Seanad debates

Friday, 23 October 2020

Commission of Investigation (Mother and Baby Homes and certain related Matters) Records, and another Matter, Bill 2020: [Seanad Bill amended by the Dáil] Report and Final Stages

 

10:30 am

Photo of Mary Seery KearneyMary Seery Kearney (Fine Gael) | Oireachtas source

Senator McDowell has stolen all my lines. There are bona fides in the presenting of this Bill, but we can never say anything on it without prefacing our remarks by acknowledging the context, namely, the appalling wounds and trauma and the retraumatising that is happening in the course of this discussion. I believe there was an original intent to see a legal problem, see a deadline and deal with the legal problem in the hope that doing so would release information as opposed to withhold it. In the public narrative around that, however, the intent has been changed and, at times wantonly, misrepresented. We need to get back to the basics, in that this Bill is about assisting people in accessing information.

In that regard, I welcome the Minister's amendments and that he has listened to what was without question a worthy debate in this House. I agree with Senator Higgins's view, in that the Minister will now receive these data as a consequence of his amendments. That is welcome. However, it puts him in control. Currently, there is legislation to tell him what he has to do. Regardless of whether we liked it or whether it was intentional, that Act was amended by the GDPR. In transposing the GDPR into Irish law, we made an amendment to the 2004 Act to allow for the competing balancing act between Articles 23 and 15. However, there have been subsequent EU rulings on the entitlement to information. There is a fundamental human right in this regard.
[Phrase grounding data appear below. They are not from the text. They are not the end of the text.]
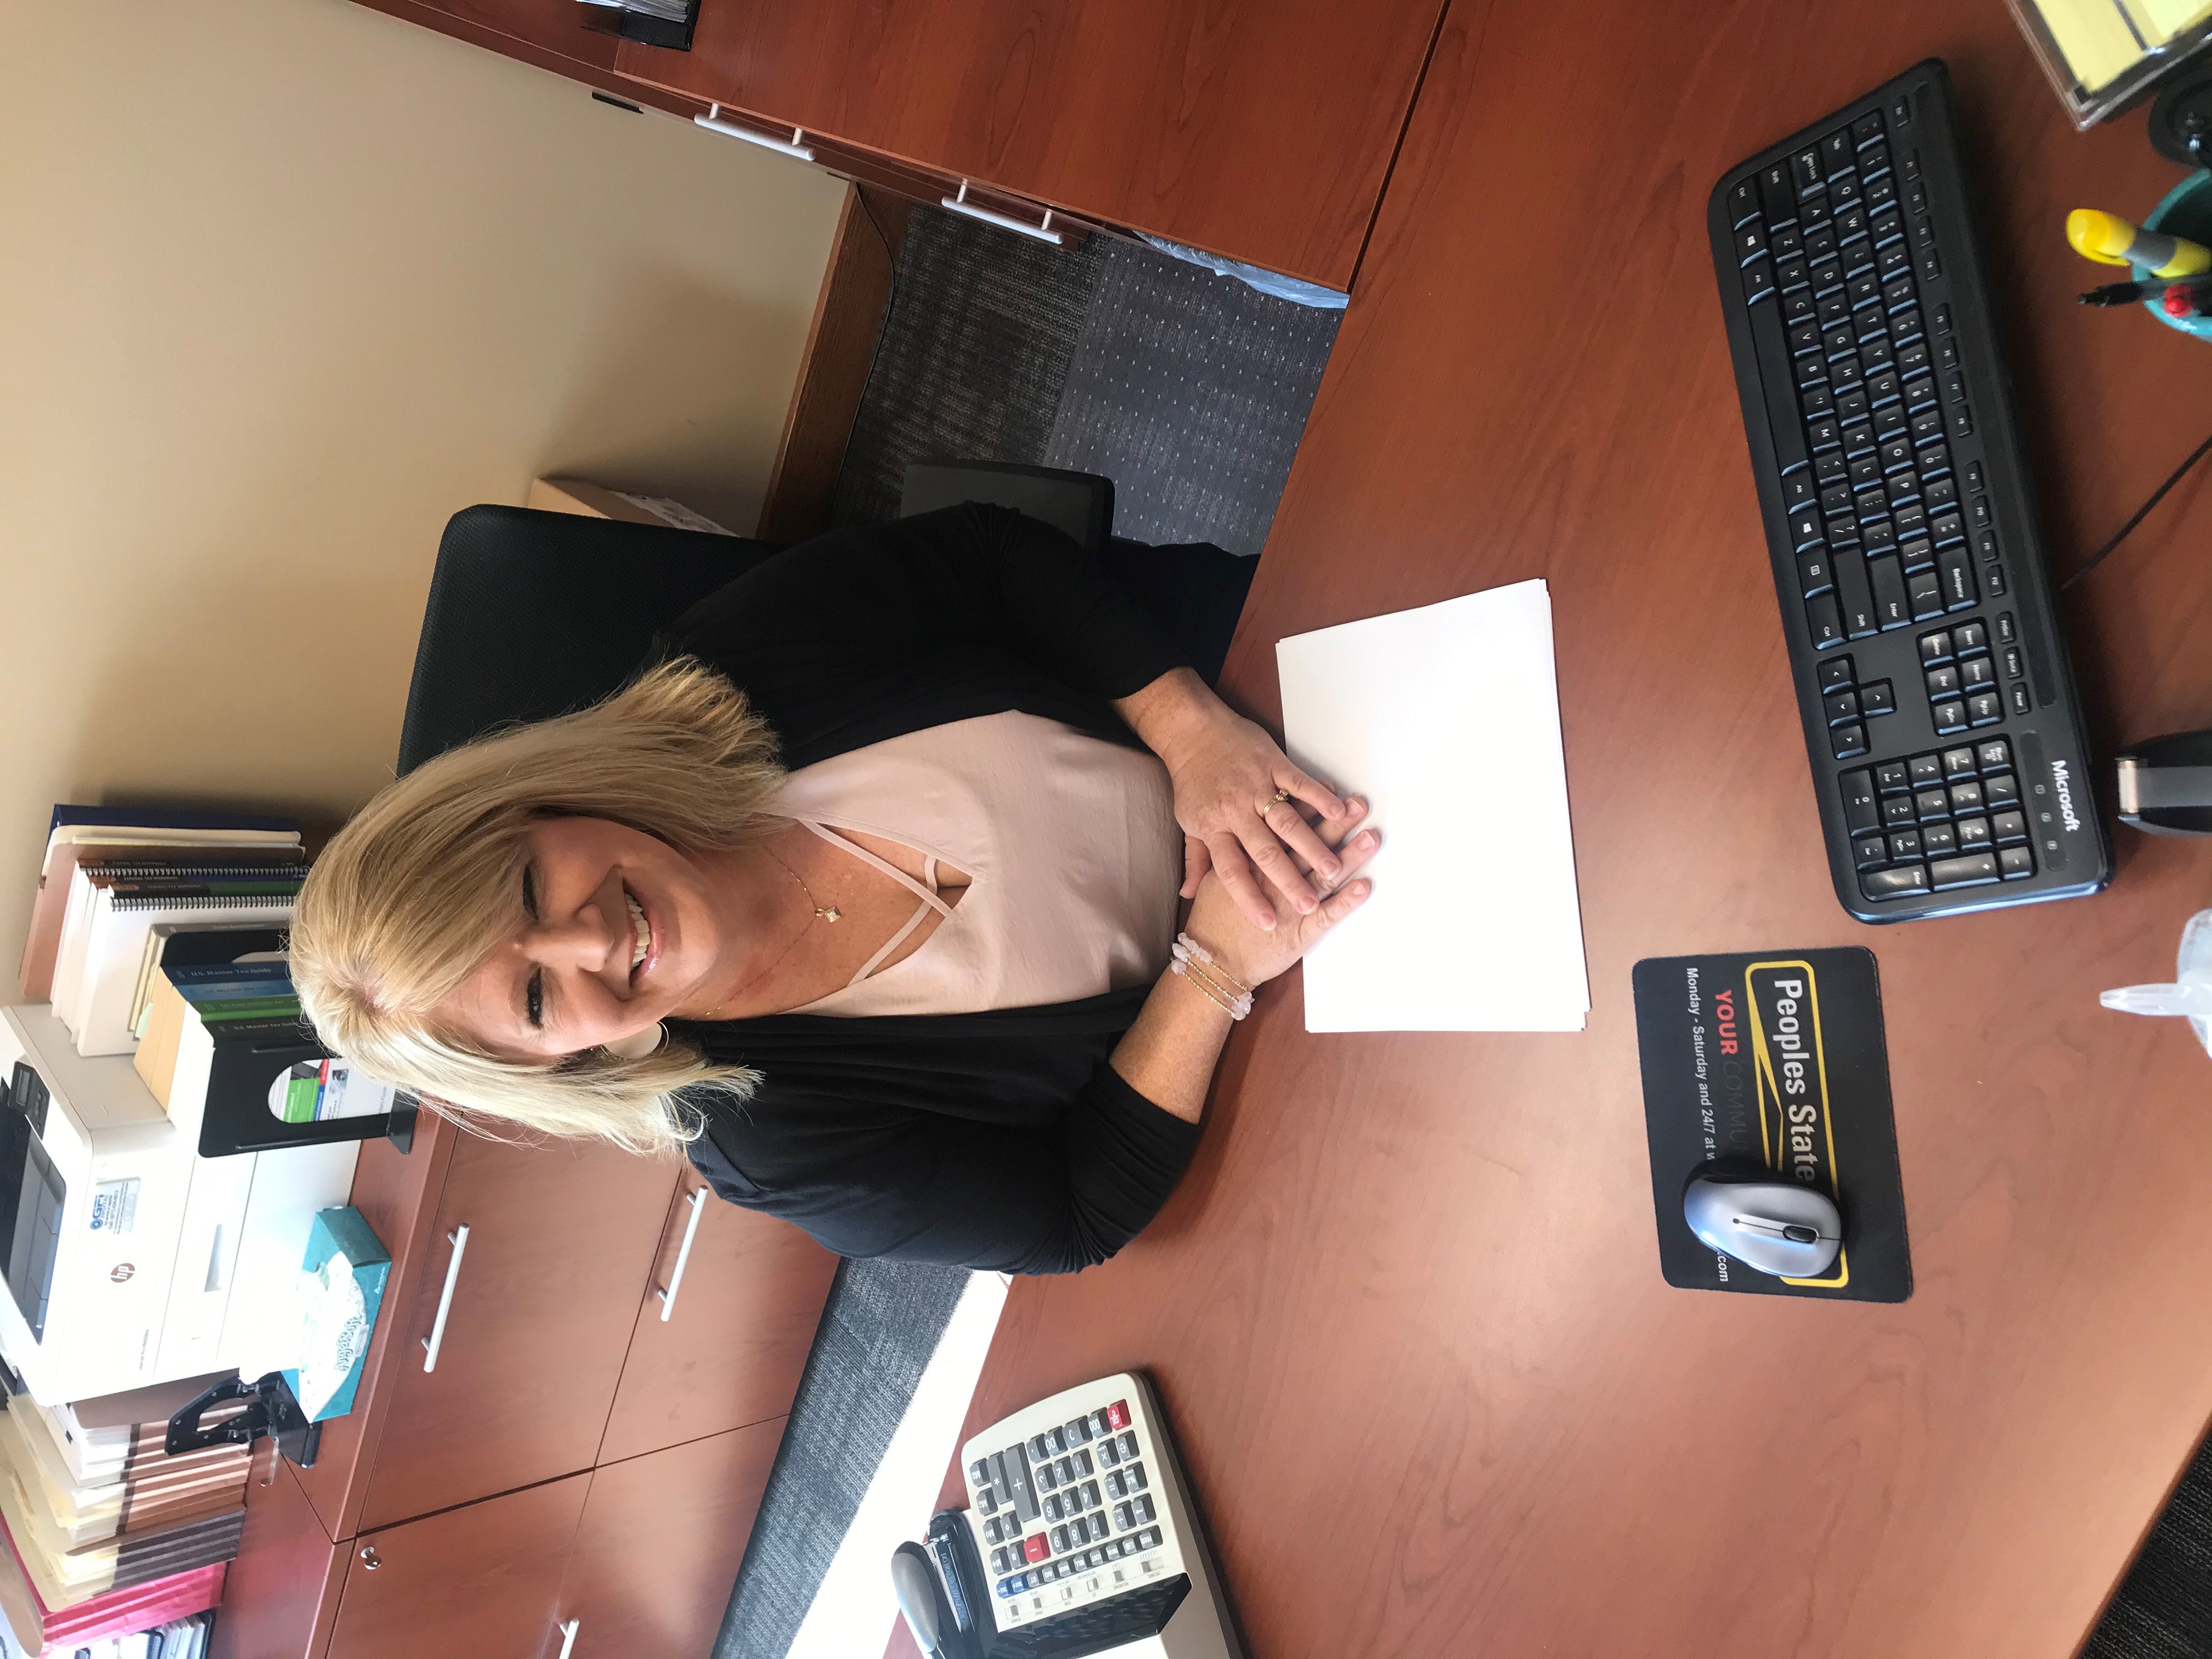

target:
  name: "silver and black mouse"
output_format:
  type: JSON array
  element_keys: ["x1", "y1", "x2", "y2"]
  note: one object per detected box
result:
[
  {"x1": 2117, "y1": 730, "x2": 2212, "y2": 837},
  {"x1": 1683, "y1": 1170, "x2": 1843, "y2": 1278}
]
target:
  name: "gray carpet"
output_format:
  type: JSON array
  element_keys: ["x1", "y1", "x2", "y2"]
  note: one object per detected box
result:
[
  {"x1": 712, "y1": 1257, "x2": 969, "y2": 1659},
  {"x1": 1042, "y1": 238, "x2": 1341, "y2": 558},
  {"x1": 2086, "y1": 1435, "x2": 2212, "y2": 1658},
  {"x1": 830, "y1": 207, "x2": 1096, "y2": 529},
  {"x1": 836, "y1": 207, "x2": 1339, "y2": 558}
]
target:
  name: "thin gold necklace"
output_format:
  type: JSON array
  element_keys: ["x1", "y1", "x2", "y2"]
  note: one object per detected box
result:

While I agree with the spirit of Senator Higgins's amendments, the Minister needs to undertake a data protection impact assessment, DPIA, quickly. Ideally, it should be done at the Joint Oireachtas Committee on Children, Disability, Equality and Integration, but it must be done with a view to determining how to set in place a mechanism that takes into account all of the matters we want to address, including the pressing need of people to have their own information and their lawful right to access same, without creating unintended consequences for other commissions, witnesses and situations. We must consider that wider context. Unfortunately, the Government does not have the luxury of addressing one situation and it must consider the ramifications. That process must take place, ideally in the Oireachtas committee or some other specially created forum. We could invite experts and stakeholders and people from all sides of the Oireachtas to ensure that we reach a solution to the issues being presented by people who want contact with their relatives and to know who they are, where they came from and why their lives transpired as they did. They are entitled to that information, and the GDPR provides for that, but we have a balancing to do under Article 23. There are competing rights, but the rights of individuals should trump everything else. Politics is supposed to be the art of the possible. Without politicising it, we can move together and do that in acknowledgement of people's hurt. It is important that we do so quickly.

I echo the Leader's question. Now that the Minister will have the archive, what does he plan to do with it?